When should you re-embed documents?

Re-embed when source documents change, chunking strategy changes, metadata changes materially, or the embedding model is upgraded. Example: changing from one embedding model to another usually requires rebuilding the vector index.

41

How do you debug poor RAG answers?

Debug the pipeline step by step: inspect the user query, rewritten query, retrieved chunks, reranked chunks, final prompt, model output, and citations. Example: if the answer is wrong because the correct chunk was never retrieved, fix retrieval before changing the prompt.

42

What are common RAG failure modes?

Common failures include bad chunking, poor OCR, irrelevant retrieval, missing metadata filters, stale documents, no access control, too much context, weak prompts, unsupported citations, and answers that ignore retrieved evidence.

43

How do you handle tables in RAG?

Tables need special extraction because plain text conversion can destroy row-column relationships. Options include preserving markdown tables, storing table summaries, indexing rows separately, or using document parsers that retain structure. Example: pricing tables should keep plan names aligned with prices.

44

How do you handle PDFs in RAG?

PDF handling requires text extraction, OCR for scanned pages, page metadata, layout cleanup, header/footer removal, and table handling. Example: store page numbers with chunks so answers can cite "Benefits Guide, page 12."

45

What is multi-hop RAG?

Multi-hop RAG answers questions that require information from multiple sources or retrieval steps. Example: "Which policy applies to contractors in Germany?" may need retrieving contractor policy and regional employment policy, then combining both.

46

How do you reduce latency in RAG?

Reduce latency with faster embedding search, smaller top-k, caching, precomputed query rewrites, selective reranking, parallel retrieval, shorter prompts, streaming responses, and using smaller models when acceptable.

47

How do you control cost in RAG?

Control cost by limiting retrieved context, caching frequent answers, compressing prompts, choosing efficient embedding models, using reranking selectively, monitoring token usage, and routing simple questions to cheaper models.

48

What logs are useful in a RAG system?

Useful logs include user query, rewritten query, retrieved chunk IDs, scores, filters, reranked results, final prompt version, model version, citations, latency, token usage, user feedback, and whether the answer was escalated.

49

How do you deploy RAG safely in production?

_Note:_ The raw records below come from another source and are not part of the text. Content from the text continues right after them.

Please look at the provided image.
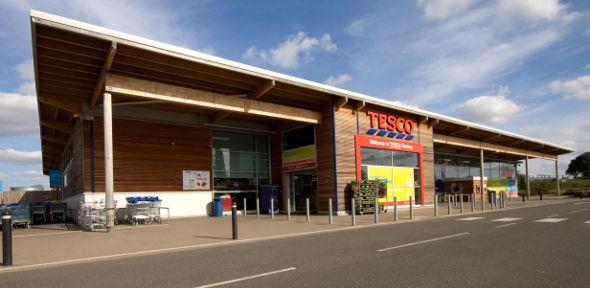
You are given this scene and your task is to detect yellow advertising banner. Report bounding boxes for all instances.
[367,166,414,202]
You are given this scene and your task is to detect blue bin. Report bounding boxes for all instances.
[213,197,223,217]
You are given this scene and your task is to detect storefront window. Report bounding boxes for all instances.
[213,131,270,192]
[361,148,393,166]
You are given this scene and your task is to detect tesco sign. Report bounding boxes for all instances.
[367,111,416,140]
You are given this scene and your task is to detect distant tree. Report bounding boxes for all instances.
[565,152,590,177]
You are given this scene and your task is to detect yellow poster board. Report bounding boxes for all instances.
[367,166,414,202]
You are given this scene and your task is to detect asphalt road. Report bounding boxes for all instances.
[0,201,590,288]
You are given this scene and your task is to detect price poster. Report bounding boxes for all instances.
[182,170,211,190]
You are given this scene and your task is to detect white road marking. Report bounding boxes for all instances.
[567,208,588,214]
[377,232,470,252]
[455,217,486,221]
[535,218,567,223]
[492,217,522,222]
[195,267,296,288]
[496,222,517,228]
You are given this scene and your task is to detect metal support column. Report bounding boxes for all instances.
[479,149,486,211]
[103,93,115,232]
[524,156,531,200]
[555,156,561,196]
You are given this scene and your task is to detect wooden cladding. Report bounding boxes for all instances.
[84,117,213,192]
[105,74,322,124]
[433,134,556,161]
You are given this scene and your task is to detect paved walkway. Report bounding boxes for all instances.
[0,197,579,272]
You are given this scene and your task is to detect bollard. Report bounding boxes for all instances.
[446,195,451,215]
[393,196,397,222]
[410,196,414,219]
[270,197,275,219]
[350,198,356,226]
[434,194,438,216]
[373,197,379,224]
[2,212,12,266]
[231,202,238,240]
[328,198,333,224]
[287,198,291,221]
[305,198,310,222]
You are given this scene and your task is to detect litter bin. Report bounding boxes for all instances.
[488,190,496,206]
[213,197,223,217]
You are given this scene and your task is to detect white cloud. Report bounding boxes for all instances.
[0,170,49,191]
[14,59,35,80]
[458,86,522,124]
[417,0,478,20]
[242,31,338,69]
[0,149,41,165]
[0,92,39,136]
[393,1,575,104]
[551,75,590,100]
[500,0,565,21]
[324,74,352,86]
[346,18,371,37]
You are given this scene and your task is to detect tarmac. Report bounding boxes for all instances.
[0,196,576,273]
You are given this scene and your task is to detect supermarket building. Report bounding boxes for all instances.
[31,11,572,217]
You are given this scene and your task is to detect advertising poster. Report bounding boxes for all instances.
[182,170,211,190]
[367,166,414,202]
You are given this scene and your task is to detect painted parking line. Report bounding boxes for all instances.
[195,267,296,288]
[377,232,470,252]
[535,218,567,223]
[496,222,517,228]
[455,217,486,221]
[567,208,588,214]
[492,217,522,222]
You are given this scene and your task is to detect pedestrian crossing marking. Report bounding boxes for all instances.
[457,217,486,221]
[535,218,567,223]
[492,217,522,222]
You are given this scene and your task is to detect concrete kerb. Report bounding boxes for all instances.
[0,199,578,274]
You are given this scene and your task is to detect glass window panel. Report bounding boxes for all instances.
[230,151,256,171]
[393,151,418,167]
[361,148,392,166]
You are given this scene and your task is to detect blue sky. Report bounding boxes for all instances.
[0,0,590,189]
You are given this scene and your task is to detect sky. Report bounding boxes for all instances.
[0,0,590,190]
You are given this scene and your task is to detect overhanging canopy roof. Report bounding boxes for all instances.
[31,10,573,171]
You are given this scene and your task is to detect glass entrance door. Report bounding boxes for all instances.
[291,169,317,212]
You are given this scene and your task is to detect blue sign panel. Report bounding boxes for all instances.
[49,169,64,188]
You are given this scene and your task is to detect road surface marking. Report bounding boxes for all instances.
[492,217,522,222]
[455,217,486,221]
[535,218,567,223]
[496,222,517,228]
[377,232,470,252]
[195,267,296,288]
[567,208,588,214]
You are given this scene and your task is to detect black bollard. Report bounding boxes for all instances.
[2,212,12,266]
[231,202,238,240]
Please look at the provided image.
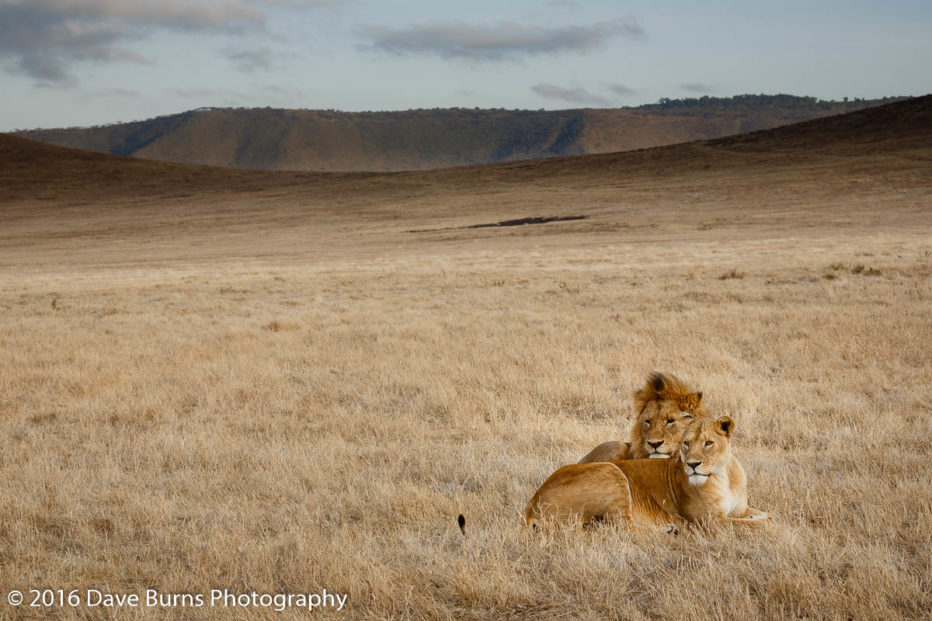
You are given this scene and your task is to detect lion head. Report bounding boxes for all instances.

A safe RAG deployment includes access control, source metadata, retrieval evaluation, answer faithfulness checks, citation display, monitoring, feedback collection, stale-data handling, fallback behavior, and human escalation for high-risk answers.

50

What are best practices for building a RAG application?

Start with a clear use case, clean documents, good chunking, metadata filters, strong retrieval evaluation, grounded prompts, citations, permission checks, and monitoring. Example: before improving the LLM prompt, verify that the correct chunks are actually being retrieved.